La voix de la muette


"Ce qu'il y a de bien maintenant, avec la science, c'est que ce genre de personnes, on peut les voir dans le ventre de leur mère et on les tue."
cité par Marie Limet

Marie Limet n'a rien inventé. Tout ce qu'elle partage sur scène, exhibant avec un humour décapant un avant-bras handicapé appareillé dont elle joue avec maîtrise pour interroger et provoquer son public, elle l'a entendu. Comme cette phrase, entendue à une exposition sur Elephant Man: "Ce qu'il y a de bien maintenant, avec la science, c'est que ce genre de personnes, on peut les voir dans le ventre de leur mère et on les tue." On rit, et soudain on se demande pourquoi, puisqu'on le fait. Le rire comme exorcisme de toutes ces évolutions si rapides que nous ne les maîtrisons plus guère.  
 
Lu dans:
Catherine Makereel. Mettons les tabous sur la table. Le Soir 4.1.13. p.29
Marie Limet. Tout le monde ça n'existe pas.

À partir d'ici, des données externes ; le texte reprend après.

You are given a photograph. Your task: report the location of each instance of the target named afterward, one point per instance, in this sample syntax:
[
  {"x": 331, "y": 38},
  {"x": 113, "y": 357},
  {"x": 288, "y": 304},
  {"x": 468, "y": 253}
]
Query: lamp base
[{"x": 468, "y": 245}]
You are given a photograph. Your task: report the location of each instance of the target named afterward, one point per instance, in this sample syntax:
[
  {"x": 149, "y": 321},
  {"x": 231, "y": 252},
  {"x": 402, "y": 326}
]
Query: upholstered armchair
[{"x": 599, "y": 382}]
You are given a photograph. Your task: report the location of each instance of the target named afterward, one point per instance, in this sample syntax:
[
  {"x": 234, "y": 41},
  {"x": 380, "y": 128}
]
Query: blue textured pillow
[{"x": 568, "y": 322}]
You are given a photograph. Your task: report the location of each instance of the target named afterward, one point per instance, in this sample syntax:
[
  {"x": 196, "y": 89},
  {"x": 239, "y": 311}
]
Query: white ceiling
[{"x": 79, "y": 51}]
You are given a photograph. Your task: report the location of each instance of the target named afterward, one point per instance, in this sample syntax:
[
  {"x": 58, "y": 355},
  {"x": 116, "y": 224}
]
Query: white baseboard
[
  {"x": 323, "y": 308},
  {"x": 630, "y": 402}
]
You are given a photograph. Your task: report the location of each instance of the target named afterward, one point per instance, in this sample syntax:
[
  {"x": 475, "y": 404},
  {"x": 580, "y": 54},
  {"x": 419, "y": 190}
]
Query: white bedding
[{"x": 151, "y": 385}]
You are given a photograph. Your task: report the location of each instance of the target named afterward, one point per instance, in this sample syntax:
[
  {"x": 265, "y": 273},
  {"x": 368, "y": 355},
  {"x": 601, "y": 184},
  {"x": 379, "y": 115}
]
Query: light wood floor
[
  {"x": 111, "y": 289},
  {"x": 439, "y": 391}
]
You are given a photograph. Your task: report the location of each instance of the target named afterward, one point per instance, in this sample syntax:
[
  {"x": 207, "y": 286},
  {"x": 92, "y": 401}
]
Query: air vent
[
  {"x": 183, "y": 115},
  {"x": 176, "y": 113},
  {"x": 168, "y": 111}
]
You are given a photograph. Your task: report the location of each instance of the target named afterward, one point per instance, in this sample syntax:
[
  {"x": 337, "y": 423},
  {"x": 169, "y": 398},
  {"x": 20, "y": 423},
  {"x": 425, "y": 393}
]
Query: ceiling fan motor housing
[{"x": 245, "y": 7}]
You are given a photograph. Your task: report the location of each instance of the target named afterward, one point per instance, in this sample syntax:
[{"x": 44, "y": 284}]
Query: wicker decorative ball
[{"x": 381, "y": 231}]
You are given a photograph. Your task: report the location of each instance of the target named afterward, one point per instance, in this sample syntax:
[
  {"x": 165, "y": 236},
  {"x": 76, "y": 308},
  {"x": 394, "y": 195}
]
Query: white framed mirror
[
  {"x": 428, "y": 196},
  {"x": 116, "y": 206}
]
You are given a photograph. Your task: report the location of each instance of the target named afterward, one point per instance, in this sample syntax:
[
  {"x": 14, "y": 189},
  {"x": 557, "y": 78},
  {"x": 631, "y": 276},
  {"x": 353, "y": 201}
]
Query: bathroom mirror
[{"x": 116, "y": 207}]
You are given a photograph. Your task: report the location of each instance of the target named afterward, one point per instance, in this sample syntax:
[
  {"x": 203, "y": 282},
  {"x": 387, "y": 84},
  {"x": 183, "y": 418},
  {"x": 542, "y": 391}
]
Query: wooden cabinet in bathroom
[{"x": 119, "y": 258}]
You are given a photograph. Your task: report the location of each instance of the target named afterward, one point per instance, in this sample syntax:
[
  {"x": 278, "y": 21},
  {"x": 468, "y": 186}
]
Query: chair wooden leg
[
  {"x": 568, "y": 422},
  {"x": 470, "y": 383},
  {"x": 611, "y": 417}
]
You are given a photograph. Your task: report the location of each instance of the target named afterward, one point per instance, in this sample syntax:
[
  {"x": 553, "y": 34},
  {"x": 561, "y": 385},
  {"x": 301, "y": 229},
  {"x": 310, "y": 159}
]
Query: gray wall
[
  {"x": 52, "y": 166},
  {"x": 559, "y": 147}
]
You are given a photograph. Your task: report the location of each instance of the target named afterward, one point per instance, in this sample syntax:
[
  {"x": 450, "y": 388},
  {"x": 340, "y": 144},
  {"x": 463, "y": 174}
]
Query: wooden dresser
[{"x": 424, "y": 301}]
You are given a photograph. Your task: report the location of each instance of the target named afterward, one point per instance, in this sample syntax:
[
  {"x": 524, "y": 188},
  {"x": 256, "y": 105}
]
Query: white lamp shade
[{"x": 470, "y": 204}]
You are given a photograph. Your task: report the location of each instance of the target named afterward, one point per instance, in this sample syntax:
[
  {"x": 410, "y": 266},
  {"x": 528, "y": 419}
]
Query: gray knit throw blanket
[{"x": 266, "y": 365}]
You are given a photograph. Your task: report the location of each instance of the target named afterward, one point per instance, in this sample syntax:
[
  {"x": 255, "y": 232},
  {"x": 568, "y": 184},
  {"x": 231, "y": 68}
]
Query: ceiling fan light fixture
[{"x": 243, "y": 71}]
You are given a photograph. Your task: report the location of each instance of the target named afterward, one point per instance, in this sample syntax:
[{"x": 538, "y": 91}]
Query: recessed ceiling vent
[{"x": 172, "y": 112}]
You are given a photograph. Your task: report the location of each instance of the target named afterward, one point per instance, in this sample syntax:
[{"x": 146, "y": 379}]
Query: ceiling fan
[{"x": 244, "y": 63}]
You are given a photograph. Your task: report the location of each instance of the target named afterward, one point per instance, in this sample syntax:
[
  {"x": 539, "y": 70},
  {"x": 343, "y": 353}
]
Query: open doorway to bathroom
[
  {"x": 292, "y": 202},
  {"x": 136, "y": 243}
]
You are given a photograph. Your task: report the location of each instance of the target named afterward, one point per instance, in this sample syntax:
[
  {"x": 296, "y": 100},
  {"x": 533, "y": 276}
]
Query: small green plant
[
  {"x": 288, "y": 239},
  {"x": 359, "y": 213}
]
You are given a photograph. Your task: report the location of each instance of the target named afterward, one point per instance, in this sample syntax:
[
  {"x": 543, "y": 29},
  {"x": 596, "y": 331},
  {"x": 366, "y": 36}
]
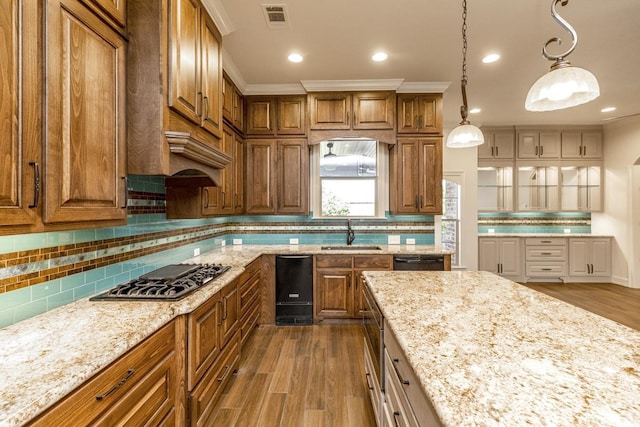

Théâtre de Poche, Bruxelles, du 8 au 26 janvier 2013. 

04 janvier 2013

Pétards pleins la fête


Je lui imagine un visage. Il portait peut-être un de ces polar à capuche des gavroches de mon quartier. J'ai cru lire qu'il est mort le soir de l'an en faisant exploser des pétards. Je pense à ses parents, aux nombre de couches-culottes, de réveils la nuit, d'émerveillements des premiers pas, aux premiers septembre, aux 30 juin, aux rêves de diplômes, aux bouderies, aux fêtes des pères, aux noëls aux santons, aux grandes joies et aux vrais rêves pour cet enfant qui les continuerait. Le vacarme dérisoire de la pétarade sans fin ce 31 décembre 2012 de 22h30 à 2 heures du matin n'a désormais plus quitté mes oreilles, pétoire discontinue, dans tous les coins, le feu mis à l'arsenal. Des feux d'artifice de toute taille à 360° autour de la maison, à 100 mètres, à 500, à 2 kilomètres, à 10, comme si on fêtait un millénaire de lait et de miel, la naissance d'un monde neuf paré de toutes les promesses d'une prospérité jamais connue à ce jour, le plein emploi, la fin d'une grande guerre, la survenue de grandes inventions. Chez nos voisins d'outre-Quiévrain, les bengales ne suffisant plus à la fête, on alluma des voitures en batterie: on n'a que les fêtes qu'on se donne. S'il est triste de perdre un enfant à la guerre, le perdre en faisant exploser des pétards pour mimer une fête sans contenu constitue un chagrin dont on ne se remet guère.